🤖 AI Summary
This study addresses the critical robustness challenges faced by end-to-end autonomous driving systems under black-box adversarial attacks. It presents the first systematic closed-loop evaluation in the CARLA simulation environment of realistic physical-digital hybrid attacks—including acoustic-induced blur, electromagnetic interference, and digital ghost objects—demonstrating that such attacks can degrade the driving performance of state-of-the-art agents like Transfuser and Interfuser by up to 99%. To mitigate this vulnerability, the authors propose AD², a lightweight adversarial detection model that leverages multi-camera inputs and a spatiotemporal attention mechanism to efficiently identify anomalies by modeling the spatiotemporal consistency of perceptual inputs. Experimental results show that AD² outperforms existing methods in both detection accuracy and computational efficiency.
📝 Abstract
End-to-end autonomous driving systems have achieved significant progress, yet their adversarial robustness remains largely underexplored.

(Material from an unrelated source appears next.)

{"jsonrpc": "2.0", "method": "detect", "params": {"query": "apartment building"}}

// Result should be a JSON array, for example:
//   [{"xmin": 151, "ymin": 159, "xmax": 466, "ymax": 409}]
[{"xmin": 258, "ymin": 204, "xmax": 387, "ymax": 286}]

In this work, we conduct a closed-loop evaluation of state-of-the-art autonomous driving agents under black-box adversarial threat models in CARLA. Specifically, we consider three representative attack vectors on the visual perception pipeline: (i) a physics-based blur attack induced by acoustic waves, (ii) an electromagnetic interference attack that distorts captured images, and (iii) a digital attack that adds ghost objects as carefully crafted bounded perturbations on images. Our experiments on two advanced agents, Transfuser and Interfuser, reveal severe vulnerabilities to such attacks, with driving scores dropping by up to 99% in the worst case, raising valid safety concerns. To help mitigate such threats, we further propose a lightweight Attack Detection model for Autonomous Driving systems (AD$^2$) based on attention mechanisms that capture spatial-temporal consistency. Comprehensive experiments across multi-camera inputs on CARLA show that our detector achieves superior detection capability and computational efficiency compared to existing approaches.